While Walker and supporters of Act 10, which all but ended collective bargaining for most public workers, framed the bill as a way to help local governments reduce the costs of employee benefits, the legislation also included measures aimed at weakening unions financially by ending automatic dues deductions.
The bill appears to have hit the American Federation of State, County and Municipal Employees (AFSCME) particularly hard.
Among Wisconsin unions, AFSCME is second only to the Wisconsin Education Association Council in members, and it has long been a powerful player in state politics, funneling money directly to campaigns and running independent TV ads in support of pro-labor candidates, as well as providing a legion of employees and member volunteers who made sure that their union brethren got to the polls on Election Day.
In 2011, the year Act 10 was approved, the four councils that make up the state organization reported a combined income of $14.9 million. In 2012, the first full year that the law was in place, the revenue had dropped roughly 45 percent, to $8.3 million.
While AFSCME’s income occasionally fluctuates to reflect infusions of cash it receives from other labor groups that support its political agenda, most of its money comes directly from member dues.
If we look specifically at dues revenue, the picture is also ugly. In total, dues revenue for the groups dropped 40 percent, from $12 million to $7.1 million.
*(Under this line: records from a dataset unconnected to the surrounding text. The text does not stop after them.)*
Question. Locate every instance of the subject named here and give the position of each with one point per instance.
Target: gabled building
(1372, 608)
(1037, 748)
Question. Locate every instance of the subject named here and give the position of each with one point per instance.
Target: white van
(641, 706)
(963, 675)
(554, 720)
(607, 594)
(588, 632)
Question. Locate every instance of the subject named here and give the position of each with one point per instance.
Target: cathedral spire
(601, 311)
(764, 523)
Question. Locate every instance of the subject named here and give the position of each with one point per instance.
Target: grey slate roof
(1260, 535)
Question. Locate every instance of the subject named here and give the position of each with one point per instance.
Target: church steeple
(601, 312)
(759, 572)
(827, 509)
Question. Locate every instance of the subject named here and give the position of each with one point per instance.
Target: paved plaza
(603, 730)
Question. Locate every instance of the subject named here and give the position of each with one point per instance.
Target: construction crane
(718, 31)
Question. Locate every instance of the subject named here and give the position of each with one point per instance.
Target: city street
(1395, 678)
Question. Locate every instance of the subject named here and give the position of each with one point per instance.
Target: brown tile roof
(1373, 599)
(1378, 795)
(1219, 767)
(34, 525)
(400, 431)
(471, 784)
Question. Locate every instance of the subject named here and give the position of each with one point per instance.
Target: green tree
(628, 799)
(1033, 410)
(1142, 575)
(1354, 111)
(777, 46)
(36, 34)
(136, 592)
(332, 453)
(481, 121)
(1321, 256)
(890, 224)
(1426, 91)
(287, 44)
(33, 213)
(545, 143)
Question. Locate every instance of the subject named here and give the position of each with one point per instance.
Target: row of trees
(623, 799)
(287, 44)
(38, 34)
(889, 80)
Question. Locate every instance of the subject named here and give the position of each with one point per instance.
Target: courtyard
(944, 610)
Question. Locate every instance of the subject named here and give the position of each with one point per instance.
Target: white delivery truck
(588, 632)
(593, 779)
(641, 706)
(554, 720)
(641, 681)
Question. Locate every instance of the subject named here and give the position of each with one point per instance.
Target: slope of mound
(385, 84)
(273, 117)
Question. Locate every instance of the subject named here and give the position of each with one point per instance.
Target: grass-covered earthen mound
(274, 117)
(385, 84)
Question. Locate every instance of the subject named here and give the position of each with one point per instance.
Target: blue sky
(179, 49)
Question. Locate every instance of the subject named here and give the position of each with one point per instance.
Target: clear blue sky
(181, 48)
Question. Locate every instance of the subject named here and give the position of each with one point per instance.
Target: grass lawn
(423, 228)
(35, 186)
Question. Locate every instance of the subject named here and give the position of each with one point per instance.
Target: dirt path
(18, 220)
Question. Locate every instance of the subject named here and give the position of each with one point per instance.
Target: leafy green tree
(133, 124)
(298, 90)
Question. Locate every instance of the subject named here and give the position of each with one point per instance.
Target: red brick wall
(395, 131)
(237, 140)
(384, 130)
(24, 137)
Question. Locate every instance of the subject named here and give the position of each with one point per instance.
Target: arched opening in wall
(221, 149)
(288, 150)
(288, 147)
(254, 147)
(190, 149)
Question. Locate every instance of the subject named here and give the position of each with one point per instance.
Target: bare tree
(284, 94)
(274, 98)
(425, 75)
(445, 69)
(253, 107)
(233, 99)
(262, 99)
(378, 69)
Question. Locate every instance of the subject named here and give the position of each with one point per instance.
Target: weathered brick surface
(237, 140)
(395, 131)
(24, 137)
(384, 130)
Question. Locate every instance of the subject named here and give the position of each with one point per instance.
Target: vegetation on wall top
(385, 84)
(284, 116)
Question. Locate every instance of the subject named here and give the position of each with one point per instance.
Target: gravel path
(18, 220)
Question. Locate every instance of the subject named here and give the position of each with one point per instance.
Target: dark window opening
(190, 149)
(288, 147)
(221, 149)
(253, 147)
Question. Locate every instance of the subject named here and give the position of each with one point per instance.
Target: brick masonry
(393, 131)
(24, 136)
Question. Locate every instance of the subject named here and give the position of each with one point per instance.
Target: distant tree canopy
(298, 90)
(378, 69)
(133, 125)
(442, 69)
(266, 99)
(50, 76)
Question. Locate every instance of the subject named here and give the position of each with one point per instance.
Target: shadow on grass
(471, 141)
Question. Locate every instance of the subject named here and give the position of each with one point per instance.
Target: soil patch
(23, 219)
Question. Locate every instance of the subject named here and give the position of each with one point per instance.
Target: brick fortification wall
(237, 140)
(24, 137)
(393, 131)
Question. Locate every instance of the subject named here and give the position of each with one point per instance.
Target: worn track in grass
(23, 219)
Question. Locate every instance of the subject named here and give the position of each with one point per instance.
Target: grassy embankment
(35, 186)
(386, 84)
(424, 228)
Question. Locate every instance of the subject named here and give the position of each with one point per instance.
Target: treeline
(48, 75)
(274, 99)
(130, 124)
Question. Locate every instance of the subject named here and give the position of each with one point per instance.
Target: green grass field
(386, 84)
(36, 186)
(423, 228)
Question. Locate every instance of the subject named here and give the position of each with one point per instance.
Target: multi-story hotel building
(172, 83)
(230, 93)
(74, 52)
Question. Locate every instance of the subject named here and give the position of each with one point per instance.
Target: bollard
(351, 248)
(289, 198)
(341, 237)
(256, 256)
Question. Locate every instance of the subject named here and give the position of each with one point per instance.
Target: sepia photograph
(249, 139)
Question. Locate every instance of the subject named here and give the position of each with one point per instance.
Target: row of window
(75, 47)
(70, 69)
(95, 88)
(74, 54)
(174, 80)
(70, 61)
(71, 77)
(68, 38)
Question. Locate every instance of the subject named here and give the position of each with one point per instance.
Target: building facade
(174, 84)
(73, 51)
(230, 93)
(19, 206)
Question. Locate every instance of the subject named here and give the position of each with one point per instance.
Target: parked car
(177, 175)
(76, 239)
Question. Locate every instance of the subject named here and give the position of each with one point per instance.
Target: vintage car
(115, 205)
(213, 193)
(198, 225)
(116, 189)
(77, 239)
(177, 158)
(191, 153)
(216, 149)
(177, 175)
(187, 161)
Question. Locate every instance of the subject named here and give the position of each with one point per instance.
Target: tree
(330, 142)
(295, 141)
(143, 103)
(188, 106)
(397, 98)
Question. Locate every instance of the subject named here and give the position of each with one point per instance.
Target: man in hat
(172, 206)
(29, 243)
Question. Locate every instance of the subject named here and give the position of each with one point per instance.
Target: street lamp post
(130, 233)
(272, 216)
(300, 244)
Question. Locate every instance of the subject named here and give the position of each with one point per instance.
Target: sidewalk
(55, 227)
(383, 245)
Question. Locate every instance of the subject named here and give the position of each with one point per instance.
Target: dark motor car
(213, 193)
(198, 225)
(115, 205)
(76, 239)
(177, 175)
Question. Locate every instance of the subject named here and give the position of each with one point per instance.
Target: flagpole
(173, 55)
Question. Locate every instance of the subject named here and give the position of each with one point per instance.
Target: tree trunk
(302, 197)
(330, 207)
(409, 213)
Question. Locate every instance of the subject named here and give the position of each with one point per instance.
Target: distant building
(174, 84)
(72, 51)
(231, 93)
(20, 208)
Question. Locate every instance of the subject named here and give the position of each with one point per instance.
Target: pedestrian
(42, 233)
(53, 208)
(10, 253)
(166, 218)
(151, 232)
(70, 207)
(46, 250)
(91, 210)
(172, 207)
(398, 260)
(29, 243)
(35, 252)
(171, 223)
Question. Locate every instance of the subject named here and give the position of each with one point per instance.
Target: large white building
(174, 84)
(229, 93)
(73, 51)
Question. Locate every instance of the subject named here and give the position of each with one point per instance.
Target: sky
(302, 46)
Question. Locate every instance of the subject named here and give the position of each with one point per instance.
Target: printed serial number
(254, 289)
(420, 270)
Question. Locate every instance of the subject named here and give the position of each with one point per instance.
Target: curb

Dues revenue for AFSCME Council 24, which largely represents employees of state government, peaked at nearly $5 million in 2010 and then dropped to $3.5 million in 2011 and again to $1.7 million in 2012. The particularly steep decline is at least partially due to the fact that, whereas some municipal governments rushed through new labor contracts with unions before Act 10 took effect, the GOP-controlled state government did not ratify any new contracts.
Dues for AFSCME Council 40, a union that represents thousands of county and municipal employees around the state, have plummeted from nearly $7.2 million in 2010 to $4.6 million in 2012. For AFSCME Council 48, which represents government workers in Milwaukee County, dues income declined from $1.9 million in 2011 to $920,000 in 2012.
AFSCME Council 11, which is an umbrella organization that serves the other three councils, operates differently, since it is funded by grants from the unions it serves, rather than by dues from union members.
Council 40 executive director Rick Badger says that while the declines in revenue stemming from Act 10 are to be expected, he has been encouraged by the number of workers who have continued to pay voluntary dues.
“In fact, what (Act 10’s) architects might find surprising is our resilience,” he wrote in an email. “(T)housands of front-line workers are remaining engaged in fighting for their rights despite heavy-handed political attempts to silence them.”
Furthermore, he argued, while public unions no longer enjoy the official bargaining power that they exercised in recent decades, many public workers continue to value their presence as advocates for their rights and welfare.
AFSCME, which was founded in Wisconsin during the Great Depression, existed long before Gov. Gaylord Nelson signed a law in 1958 which established the legal process under which state and local government were required for more than 50 years to to negotiate with employee unions over wages, benefits and working conditions.
“(W)e are back to engaging in collective action in and around the workplace and political action aimed at improving the lives of working families,” Badger said. “This is how we operated for many decades, slowly and relentlessly building strength, carefully choosing our battles and winning incremental changes.”
And some have suggested that while unions have lost money, they won't need as much since they will no longer be engaging in the often-costly collective bargaining process that much of their funds used to be dedicated to. Instead, they will now be free to dedicate most of their money to political and policy advocacy.
As reported previously, Act 10 has hit other big unions in the state hard, although not to the same extent as AFSCME. For instance, WEAC, the state’s largest teachers union, saw its revenue drop from $26 million in 2011 to $20 million in 2012.